Stock Market Update: Nifty Holds 23,500 as Sensex Slips 250 Points; FMCG, Energy Stocks Lead
BSE Midcap index down 0.7 percent, and the Smallcap index dropped 0.35 percent. In terms of sectors, excluding FMCG and oil & gas, all the other indexes finished in the red, with IT auto, realty, and Media down around 1-2 percent. Wipro, IndusInd Bank, Shriram Finance, Cipla, M&M were among the biggest loser on the Sensex and gainers were Tata Consumer, Kotak Mahindra bank, Apollo Hospitals, ONGC, ICICI Bank.
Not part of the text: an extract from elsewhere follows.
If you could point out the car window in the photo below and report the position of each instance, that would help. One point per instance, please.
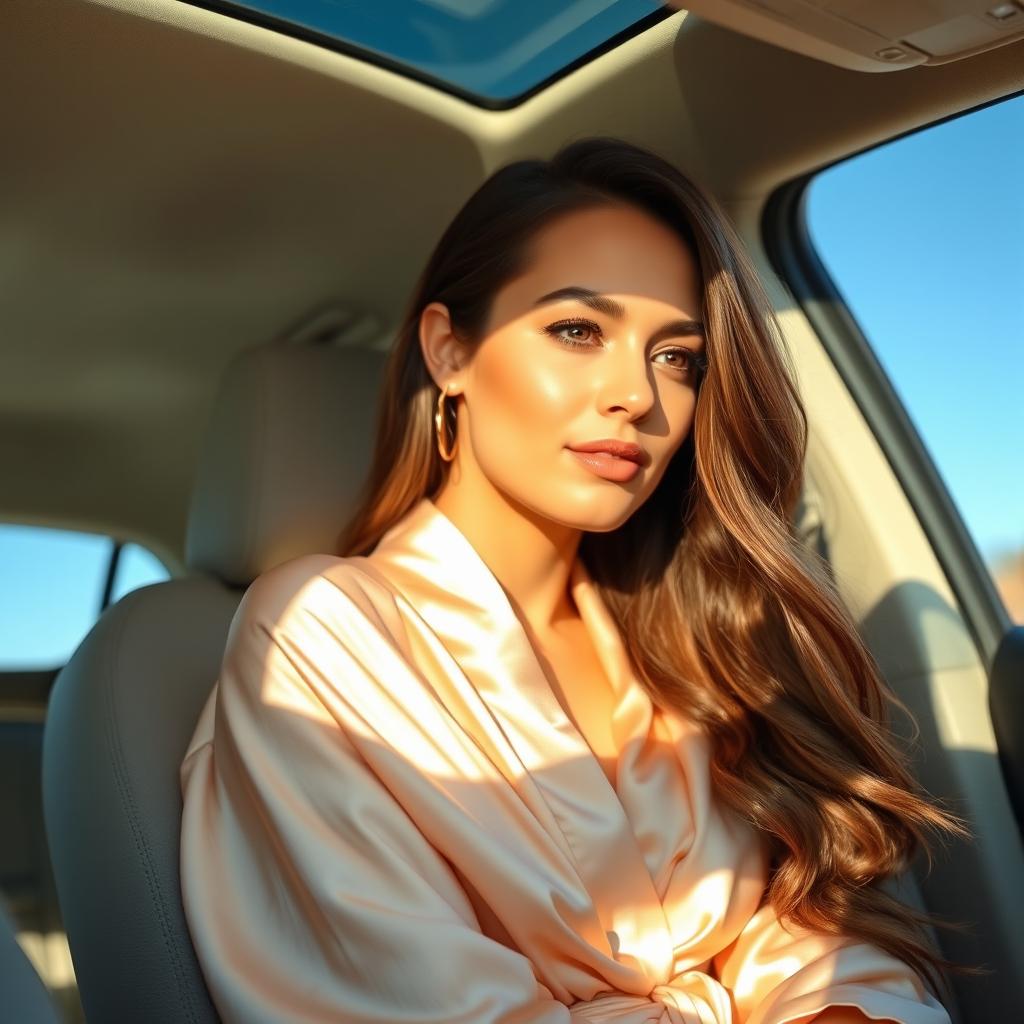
(52, 587)
(924, 240)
Stock Market Update: Nifty Holds 23,500 as Sensex Slips 250 Points; FMCG, Energy Stocks Lead

Many experts believe of the fact that the central bank should keep its neutral policy because it will allow the RBI to take action on both sides of the rate debate. A section of the committee voted in favor of a change of stance in the direction of "Accomodative" for a smooth change in policy rates.
Market This Week
• First Market Gains for second consecutive week, led by IT
• #2 Financials are seeing good gains. Nifty Bank is up nearly 22%
• #3 Midcaps are underperforming and midcap index is in the same place for the week
Rupak De, Senior Technical Analyst at LKP Securities
The Nifty was unstable on the first day of the series before settling with a dip. Since Nifty hit a new high at the previous range of 23,800 The index is consolidating. Moving forward, 23,400 could serve as a support for immediate time. If the price falls below 23,400, it could push Nifty towards 23,200 in which the most crucial support is found.
If Nifty is over 24,200 levels, the market could see an additional upwards. However If the Nifty does not drop to 23,400 or lower, then it could climb to 23,600 or higher.
The rupee jumped up in the range of 0.30 to 85.45 thanks to the strong FII flow of around Rs 11.111 crore which increased sentiment and helped buyers of the rupee. The dollar's range-bound movements provided an additional cushion, keeping the pressure on the rupee at a minimum.
In the future in the future, the positive FII signals will likely to maintain the optimism towards the dollar. But, the Core PCE Price Index data will play a key role in determining the volatility of the dollar. The range for the rupee is expected to be between 85.00-85.75 and the flow of capital and US economic data influencing the next direction.